RICHARD SEEBORG, District Judge.
Plaintiff timely filed a motion seeking review of the Clerk's taxation of costs in favor of the College defendants. See Fed.R.Civ.P. 54(d)(1) ("The clerk may tax costs on 14 days' notice. On motion served within the next 7 days, the court may review the clerk's action."). The College defendants' opposition included a purported "cross-motion," asking that certain costs disallowed by the Clerk be reinstated. Pursuant to Civil Local Rule 7-1(b), the matter has been submitted without oral argument.
Federal Rule of Civil Procedure 54(d)(1) provides that "costs—other than attorneys' fees—should be allowed to the prevailing party." Accordingly, "Rule 54(d) creates a presumption for awarding costs to prevailing parties; the losing party must show why costs should not be awarded." Save Our Valley v. Sound Transit, 335 F.3d 932, 944-45 (9th Cir. 2003) (citing Stanley v. Univ. of Southern California, 178 F.3d 1069, 1079 (9th Cir. 1999)). The Court "need not give affirmative reasons for awarding costs; instead, it need only find that the reasons for denying costs are not sufficiently persuasive to overcome the presumption in favor of an award." Id. at 945. A district court reviews the Clerk's taxation of costs de novo. See Lopez v. San Francisco Unified Sch. Dist., 385 F.Supp.2d 981, 1000-1001 (N.D.Cal. 2005); Escriba v. Foster Poultry Farms, 2012 WL 174847, at * 1 (E.D.Cal. Jan. 20, 2012).
Plaintiff first argues that he should not be responsible for costs incurred during discovery conducted by his pro bono appointed counsel, Jones Day. Plaintiff contends both he did not consent to the appointment of Jones Day, and that the discovery its attorneys pursued did not ultimately benefit him in his presentation of his case at trial, in pro se. These arguments are frivolous. At a status conference held on March 6, 2014, plaintiff was asked if he were interested in obtaining counsel through the court's pro bono program, and he responded in the affirmative.
Plaintiff has repeatedly demonstrated over the course of this litigation that he is capable of expressing objections directly to the Court, even when represented. At no time between April 1, 2014, when Jones Day was appointed, and mid-August of 2014 did plaintiff ever suggest he did not consent to the representation. Rather, plaintiff knowingly allowed Jones Day to act on his behalf to obtain an order re-opening discovery, to take multiple depositions, to engage expert witnesses, and otherwise diligently to prepare for trial. While plaintiff ultimately formed the view that his interests were not being adequately represented by Jones Day, his contention that the firm was appointed without his consent is without factual basis.

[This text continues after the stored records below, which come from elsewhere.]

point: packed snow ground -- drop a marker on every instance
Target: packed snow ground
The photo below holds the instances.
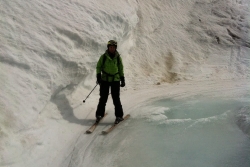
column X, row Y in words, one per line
column 49, row 51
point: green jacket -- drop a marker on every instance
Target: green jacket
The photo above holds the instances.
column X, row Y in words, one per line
column 112, row 69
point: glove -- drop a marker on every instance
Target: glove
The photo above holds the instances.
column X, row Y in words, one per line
column 99, row 78
column 122, row 81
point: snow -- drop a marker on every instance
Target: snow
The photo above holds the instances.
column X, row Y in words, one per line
column 49, row 50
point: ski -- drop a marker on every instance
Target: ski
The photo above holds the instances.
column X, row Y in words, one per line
column 92, row 128
column 115, row 125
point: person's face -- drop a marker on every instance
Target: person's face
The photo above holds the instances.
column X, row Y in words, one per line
column 112, row 49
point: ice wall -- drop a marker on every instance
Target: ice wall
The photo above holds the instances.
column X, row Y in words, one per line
column 49, row 47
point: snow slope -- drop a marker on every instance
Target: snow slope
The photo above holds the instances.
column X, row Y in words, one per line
column 49, row 51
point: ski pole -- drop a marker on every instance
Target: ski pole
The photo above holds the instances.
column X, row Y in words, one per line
column 89, row 94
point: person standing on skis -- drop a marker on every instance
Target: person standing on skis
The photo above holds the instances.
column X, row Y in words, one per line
column 109, row 73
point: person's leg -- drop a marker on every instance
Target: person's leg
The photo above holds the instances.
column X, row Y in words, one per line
column 115, row 92
column 104, row 92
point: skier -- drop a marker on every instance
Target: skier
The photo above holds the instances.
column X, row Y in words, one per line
column 109, row 73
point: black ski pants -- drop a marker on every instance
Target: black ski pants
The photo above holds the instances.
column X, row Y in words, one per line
column 104, row 93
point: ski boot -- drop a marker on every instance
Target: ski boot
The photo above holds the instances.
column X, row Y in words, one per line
column 98, row 118
column 118, row 120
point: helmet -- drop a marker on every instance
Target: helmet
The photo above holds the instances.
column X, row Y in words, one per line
column 112, row 42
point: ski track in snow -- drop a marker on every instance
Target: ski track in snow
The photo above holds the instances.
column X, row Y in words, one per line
column 49, row 51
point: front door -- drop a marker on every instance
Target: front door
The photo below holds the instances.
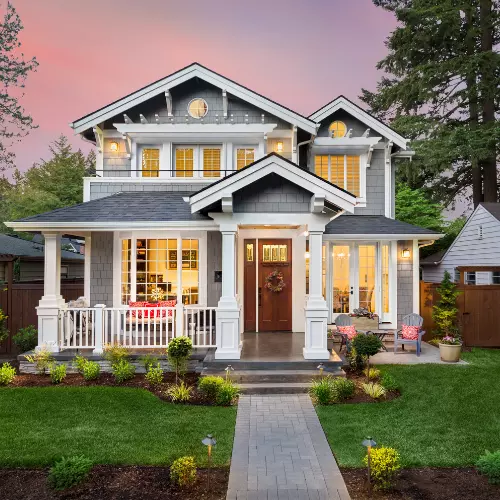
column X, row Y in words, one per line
column 275, row 301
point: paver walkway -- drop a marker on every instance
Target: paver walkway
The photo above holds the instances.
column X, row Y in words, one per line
column 280, row 452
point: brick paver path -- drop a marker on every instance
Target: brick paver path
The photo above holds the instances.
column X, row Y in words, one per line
column 280, row 452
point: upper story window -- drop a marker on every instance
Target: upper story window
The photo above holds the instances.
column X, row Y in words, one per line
column 337, row 129
column 150, row 164
column 198, row 108
column 341, row 170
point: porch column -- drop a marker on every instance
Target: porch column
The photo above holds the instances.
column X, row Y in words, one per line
column 228, row 310
column 52, row 300
column 316, row 311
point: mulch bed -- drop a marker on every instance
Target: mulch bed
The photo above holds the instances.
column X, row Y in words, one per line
column 113, row 483
column 425, row 484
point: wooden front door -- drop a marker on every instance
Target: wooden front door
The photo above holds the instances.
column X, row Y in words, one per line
column 275, row 308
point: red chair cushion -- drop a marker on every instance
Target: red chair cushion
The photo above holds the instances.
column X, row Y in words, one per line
column 350, row 331
column 410, row 332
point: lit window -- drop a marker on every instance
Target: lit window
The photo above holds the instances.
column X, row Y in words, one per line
column 150, row 162
column 337, row 129
column 244, row 156
column 198, row 108
column 341, row 170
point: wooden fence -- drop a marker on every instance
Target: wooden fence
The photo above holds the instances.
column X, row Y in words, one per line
column 19, row 300
column 479, row 307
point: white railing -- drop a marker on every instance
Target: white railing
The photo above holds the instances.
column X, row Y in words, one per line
column 135, row 327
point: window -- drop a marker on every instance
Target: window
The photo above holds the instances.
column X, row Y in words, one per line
column 341, row 170
column 244, row 156
column 470, row 278
column 198, row 108
column 337, row 129
column 150, row 162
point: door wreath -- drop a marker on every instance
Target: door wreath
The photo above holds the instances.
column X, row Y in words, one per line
column 275, row 282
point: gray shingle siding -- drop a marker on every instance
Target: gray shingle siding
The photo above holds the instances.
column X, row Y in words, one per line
column 101, row 269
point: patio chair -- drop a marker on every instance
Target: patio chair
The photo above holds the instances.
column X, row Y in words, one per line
column 410, row 320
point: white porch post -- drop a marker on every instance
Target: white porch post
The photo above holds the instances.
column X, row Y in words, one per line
column 316, row 311
column 228, row 310
column 52, row 300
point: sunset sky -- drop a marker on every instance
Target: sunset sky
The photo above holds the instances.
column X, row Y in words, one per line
column 301, row 53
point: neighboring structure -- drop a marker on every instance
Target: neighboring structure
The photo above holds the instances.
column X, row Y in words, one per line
column 474, row 257
column 213, row 197
column 29, row 260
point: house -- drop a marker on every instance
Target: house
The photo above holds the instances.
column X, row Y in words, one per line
column 474, row 257
column 28, row 258
column 230, row 213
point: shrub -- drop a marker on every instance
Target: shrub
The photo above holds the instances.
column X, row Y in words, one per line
column 227, row 392
column 123, row 370
column 183, row 471
column 179, row 393
column 384, row 465
column 26, row 338
column 372, row 373
column 57, row 373
column 489, row 465
column 374, row 390
column 209, row 386
column 7, row 374
column 91, row 370
column 154, row 375
column 178, row 351
column 68, row 472
column 115, row 353
column 388, row 382
column 42, row 360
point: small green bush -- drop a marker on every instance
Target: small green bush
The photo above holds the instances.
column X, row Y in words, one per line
column 489, row 465
column 26, row 338
column 123, row 370
column 57, row 373
column 384, row 465
column 7, row 374
column 91, row 370
column 68, row 472
column 226, row 393
column 183, row 471
column 374, row 390
column 154, row 375
column 209, row 386
column 388, row 382
column 179, row 393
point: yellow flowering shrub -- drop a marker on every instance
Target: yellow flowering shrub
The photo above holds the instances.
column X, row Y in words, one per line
column 384, row 465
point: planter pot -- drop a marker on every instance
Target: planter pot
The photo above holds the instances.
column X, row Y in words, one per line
column 450, row 353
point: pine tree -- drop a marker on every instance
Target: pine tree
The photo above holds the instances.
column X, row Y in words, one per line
column 445, row 312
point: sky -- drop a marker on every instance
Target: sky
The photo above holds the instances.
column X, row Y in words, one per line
column 301, row 53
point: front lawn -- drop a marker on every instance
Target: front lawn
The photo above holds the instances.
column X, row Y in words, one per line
column 110, row 425
column 446, row 417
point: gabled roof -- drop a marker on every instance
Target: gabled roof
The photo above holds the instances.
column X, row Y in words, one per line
column 375, row 124
column 194, row 70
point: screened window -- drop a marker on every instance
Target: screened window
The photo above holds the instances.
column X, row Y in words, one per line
column 150, row 162
column 244, row 156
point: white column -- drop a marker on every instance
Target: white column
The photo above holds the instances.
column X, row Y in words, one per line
column 316, row 311
column 52, row 301
column 228, row 310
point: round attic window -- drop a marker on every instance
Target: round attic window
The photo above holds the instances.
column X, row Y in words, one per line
column 198, row 108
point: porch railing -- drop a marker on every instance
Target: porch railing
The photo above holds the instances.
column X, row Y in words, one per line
column 135, row 327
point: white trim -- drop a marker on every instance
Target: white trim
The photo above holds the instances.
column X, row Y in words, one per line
column 185, row 74
column 348, row 106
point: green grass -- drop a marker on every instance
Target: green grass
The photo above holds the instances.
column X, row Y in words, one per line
column 110, row 425
column 447, row 415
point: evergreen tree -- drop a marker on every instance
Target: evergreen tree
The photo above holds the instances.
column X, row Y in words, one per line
column 441, row 89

Additionally, while it is clear that plaintiff and Jones Day had differing views on the most effective manner of pursuing discovery and presenting his claims, the argument that plaintiff derived no benefit from the discovery pursued on his behalf is not factually tenable, nor would it be a legitimate basis for denying costs. Accordingly, plaintiff's challenges to the cost award based on such arguments must be rejected.
Plaintiff further requests that costs be disallowed entirely given his claimed lack of financial resources and the entirety of the circumstances.